Ay’a yerleşmenin şiirsel bir çekiciliği olduğu açık, ancak bilim insanları uzun zamandır bu hedefe engel olan komplikasyonları biliyor: Oksijen eksikliği, kozmik radyasyon ve aşırı sıcaklıklar, engellerden sadece birkaçı.
Yeni bir çalışma ise, bu engellerden birinin üstesinden gelmenin sanıldığı kadar zor olmayabileceğini ortaya koyuyor.
Ay’daki mağaralar daha önce araştırılıp tanımlanmış, ancak bunların sıcaklığı Dünya’daki mağaraların yaptığı gibi düzenleyip düzenleyemediği sorusu cevapsız kalmıştı.
Ay yüzeyindeki sıcaklık anomalileri için on yıldan fazla bir süredir tarama yapan California Üniversitesi, Los Angeles (UCLA) ve Colorado Üniversitesi‘nden araştırma ekibi, Jeofizik Araştırma Dergisi‘nde yayımlanan sonuçta mağaralarının rahatlıkla 17 santigrat dereceyi (63°F) koruyabildiğini yazdı.
Makalenin yazarlarından UCLA Dünya, Gezegen ve Uzay Bilimleri Bölümü’nde yüksek lisans öğrencisi Tyler Horvath, şöyle diyor:
‘Ay’ın yüzeyinde herhangi bir yerdeyseniz, önemli miktarda çaba olmadan üstesinden gelinmesi çok zor olan aşırı sıcaklıklara, kozmik ışınlara, güneş rüzgarına ve güneş radyasyonuna maruz kalırsınız. Mağaralar bulunduğunda hemen ‘Ah, eğer Ay’da yaşamak istesek, burası bir şeyler kurmak için en kolay yer olurdu’ diye düşündük.’
Çalışma için araştırma ekibi, Ay’ın ekvatoruna yakın Mare Tranquillitatis‘te bir futbol sahası büyüklüğünde ve 100 metre derinliğinde silindirik bir çukura odaklandı. Bu çukur, bir yeraltı mağarasına doğru görünür bir çıkıntıya sahip iki çukurdan biri.
Sıcaklığı belirlemek için ekip, NASA’nın robotik Lunar Reconnaissance Orbiter‘ındaki alet paketini oluşturan bir termal kamera olan Diviner Lunar Radiometer Experiment’in görüntülerini işledi.

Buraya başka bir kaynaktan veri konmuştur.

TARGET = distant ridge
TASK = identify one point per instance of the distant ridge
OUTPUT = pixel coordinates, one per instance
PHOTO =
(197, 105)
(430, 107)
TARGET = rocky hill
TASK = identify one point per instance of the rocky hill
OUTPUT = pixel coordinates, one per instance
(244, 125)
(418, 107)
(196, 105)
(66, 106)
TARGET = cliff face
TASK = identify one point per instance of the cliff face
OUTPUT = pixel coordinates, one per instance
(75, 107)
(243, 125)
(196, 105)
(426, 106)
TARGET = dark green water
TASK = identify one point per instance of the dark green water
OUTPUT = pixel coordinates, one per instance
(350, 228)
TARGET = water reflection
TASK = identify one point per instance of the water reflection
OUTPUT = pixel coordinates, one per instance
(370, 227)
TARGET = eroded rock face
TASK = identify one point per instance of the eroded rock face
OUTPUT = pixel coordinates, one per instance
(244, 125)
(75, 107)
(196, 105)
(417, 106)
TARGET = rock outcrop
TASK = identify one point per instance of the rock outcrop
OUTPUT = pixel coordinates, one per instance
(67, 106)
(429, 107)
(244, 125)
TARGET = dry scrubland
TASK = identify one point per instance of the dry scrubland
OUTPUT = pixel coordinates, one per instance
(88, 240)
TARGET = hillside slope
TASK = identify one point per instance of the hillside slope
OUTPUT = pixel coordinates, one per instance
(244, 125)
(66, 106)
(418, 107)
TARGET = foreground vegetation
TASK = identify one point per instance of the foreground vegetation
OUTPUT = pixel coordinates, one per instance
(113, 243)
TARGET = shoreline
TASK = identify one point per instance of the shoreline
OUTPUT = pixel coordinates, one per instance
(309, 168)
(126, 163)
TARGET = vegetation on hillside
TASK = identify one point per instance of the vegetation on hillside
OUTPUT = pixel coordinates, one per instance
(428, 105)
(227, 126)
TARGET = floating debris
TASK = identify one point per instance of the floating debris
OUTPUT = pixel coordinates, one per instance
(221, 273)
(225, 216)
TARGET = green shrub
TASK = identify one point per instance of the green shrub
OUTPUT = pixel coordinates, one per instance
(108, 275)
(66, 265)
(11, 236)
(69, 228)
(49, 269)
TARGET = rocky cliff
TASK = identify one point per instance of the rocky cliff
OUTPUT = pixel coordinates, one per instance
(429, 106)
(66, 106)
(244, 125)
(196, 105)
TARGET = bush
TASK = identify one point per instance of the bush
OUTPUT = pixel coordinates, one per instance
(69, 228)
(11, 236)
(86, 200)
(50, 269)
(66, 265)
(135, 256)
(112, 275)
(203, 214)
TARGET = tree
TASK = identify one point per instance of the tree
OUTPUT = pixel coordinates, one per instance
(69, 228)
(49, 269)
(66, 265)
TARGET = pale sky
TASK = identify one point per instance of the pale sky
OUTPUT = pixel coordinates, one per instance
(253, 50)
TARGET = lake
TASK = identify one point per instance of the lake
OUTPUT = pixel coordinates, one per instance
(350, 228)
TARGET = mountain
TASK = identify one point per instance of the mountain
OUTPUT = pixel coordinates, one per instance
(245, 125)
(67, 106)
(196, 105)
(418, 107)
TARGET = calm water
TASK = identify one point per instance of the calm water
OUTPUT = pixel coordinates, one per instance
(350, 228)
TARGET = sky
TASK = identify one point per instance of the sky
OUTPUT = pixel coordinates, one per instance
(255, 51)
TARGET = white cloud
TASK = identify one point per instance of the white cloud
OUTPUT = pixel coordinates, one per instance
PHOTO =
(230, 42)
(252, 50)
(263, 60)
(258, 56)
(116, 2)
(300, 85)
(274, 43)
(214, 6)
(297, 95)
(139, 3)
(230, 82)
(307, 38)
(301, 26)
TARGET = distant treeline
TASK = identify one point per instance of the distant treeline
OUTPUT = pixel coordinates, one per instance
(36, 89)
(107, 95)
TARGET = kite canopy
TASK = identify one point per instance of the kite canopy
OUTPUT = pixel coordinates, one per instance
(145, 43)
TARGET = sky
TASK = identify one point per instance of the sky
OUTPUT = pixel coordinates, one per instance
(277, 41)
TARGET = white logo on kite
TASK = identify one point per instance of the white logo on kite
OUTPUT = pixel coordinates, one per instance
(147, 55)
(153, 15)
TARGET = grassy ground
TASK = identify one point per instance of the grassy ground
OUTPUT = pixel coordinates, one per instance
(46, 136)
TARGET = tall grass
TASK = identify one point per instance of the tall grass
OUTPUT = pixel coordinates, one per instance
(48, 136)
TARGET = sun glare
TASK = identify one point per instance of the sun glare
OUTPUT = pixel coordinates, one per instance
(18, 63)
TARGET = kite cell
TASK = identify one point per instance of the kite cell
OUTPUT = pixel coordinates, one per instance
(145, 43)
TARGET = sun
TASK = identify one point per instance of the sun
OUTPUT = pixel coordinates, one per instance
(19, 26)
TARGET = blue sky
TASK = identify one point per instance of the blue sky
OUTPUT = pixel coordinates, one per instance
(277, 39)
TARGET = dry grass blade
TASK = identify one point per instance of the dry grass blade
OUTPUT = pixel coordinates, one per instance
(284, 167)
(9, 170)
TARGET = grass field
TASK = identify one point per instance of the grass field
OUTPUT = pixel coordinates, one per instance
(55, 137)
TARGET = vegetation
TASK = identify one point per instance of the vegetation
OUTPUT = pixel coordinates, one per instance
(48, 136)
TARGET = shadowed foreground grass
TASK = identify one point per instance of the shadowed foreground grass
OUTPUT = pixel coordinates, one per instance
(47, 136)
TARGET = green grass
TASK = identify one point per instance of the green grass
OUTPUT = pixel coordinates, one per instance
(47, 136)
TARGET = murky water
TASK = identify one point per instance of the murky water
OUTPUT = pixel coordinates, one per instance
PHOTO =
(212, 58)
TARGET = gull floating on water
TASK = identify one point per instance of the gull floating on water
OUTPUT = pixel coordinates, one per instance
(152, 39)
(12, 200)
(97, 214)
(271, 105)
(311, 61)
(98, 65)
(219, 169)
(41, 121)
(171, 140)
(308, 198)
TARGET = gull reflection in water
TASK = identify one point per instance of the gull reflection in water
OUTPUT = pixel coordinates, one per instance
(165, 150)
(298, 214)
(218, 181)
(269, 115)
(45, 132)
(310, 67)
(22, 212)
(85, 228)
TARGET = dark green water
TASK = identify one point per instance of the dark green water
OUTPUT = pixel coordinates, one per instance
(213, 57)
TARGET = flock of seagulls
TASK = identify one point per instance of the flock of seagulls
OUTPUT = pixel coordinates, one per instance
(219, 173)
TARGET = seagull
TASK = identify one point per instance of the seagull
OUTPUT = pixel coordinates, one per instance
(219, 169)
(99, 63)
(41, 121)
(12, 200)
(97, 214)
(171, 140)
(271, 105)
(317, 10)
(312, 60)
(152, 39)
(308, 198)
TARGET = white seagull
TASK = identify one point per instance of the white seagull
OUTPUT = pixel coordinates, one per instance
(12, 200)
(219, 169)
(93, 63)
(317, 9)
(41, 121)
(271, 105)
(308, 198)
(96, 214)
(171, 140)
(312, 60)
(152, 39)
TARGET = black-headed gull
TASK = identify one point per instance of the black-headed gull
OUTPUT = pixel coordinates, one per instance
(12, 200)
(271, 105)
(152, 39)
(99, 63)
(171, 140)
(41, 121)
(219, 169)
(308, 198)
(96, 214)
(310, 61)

Horvath, bu işlemin basit görünse de ancak aslında oldukça zor olduğunu söylüyor.
Ay’da bir Ay günü boyunca sıcaklıklar 121°C ve −184°C arasında değişir.
Çukur, Diviner görüntülerinde bir pikselin yalnızca küçük bir bölümünü yaklaşık yüzde 20 oluşturuyor. Mağaradaki koşulları anlamak için ekibin, uzay aracı hareketini hesaba kattıktan sonra pikseldeki gerçek sıcaklığı yeniden yapılandırması gerekiyordu.
Bunun için; görüntü yakalama sırasında hareket eden uzay aracının etkisini simüle etmek için bilgisayar modelleri çalıştırıldı ve benzersiz sıcaklık değişimini yaratmak için gereken çoklu sıcaklık okumalarını çözüldü.
Horvath, ‘Diviner’in farklı sıcaklıklara ve görüş alanına nasıl tepki verdiğini biliyoruz. Bu bilgiyi kullanarak çukurun sıcaklığını belirleyebildik’ dedi.
Diviner verilerini kullanan modeller, mağaranın düzenlenmiş bir sıcaklığı koruduğunu doğruladı.
Ekip, iletim veya ısının molekülden moleküle geçişi çok verimli olmadığı için geceleri çukurdan ısının kaybolmadığına inanıyor. Buna ek olarak, giriş yolundaki belirgin çıkıntı, gündüz gelen güneş ışınımını engelleyen ve ısının geceye kaçmasını önleyen bir gölge sağlıyor.
Horvath’a göre, çukurun boyutu ve derinliği aynı zamanda kozmik ışınlardan, güneş radyasyonundan ve mikro meteoritlerden koruma sağlayabilir.
Ekip, bu çukurların yüzeyin altındaki kanallar boyunca lav akarken oluşan lav tünellerinin parçaları olduğuna inanıyor. Lav soğudukça içi boş tünel bölümleri çökerek açık bir çukur oluşturdu.
Gezegen Bilimleri Enstitüsü‘nden kıdemlibilim insanı Matthew Siegler, şu yorumu yapıyor: ‘Bunun gibi araştırmalar, Ay keşiflerimizin buzdağının sadece görünen kısmı olduğunu gösteriyor. Ağustos 2022 sonunda yeni NASA SLS roketinin fırlatılmasıyla, yeni bir ‘Ay yarışı’nın başladığı açık ve belki de kaşifleri bu saf yerlerden bazılarına götürecek.’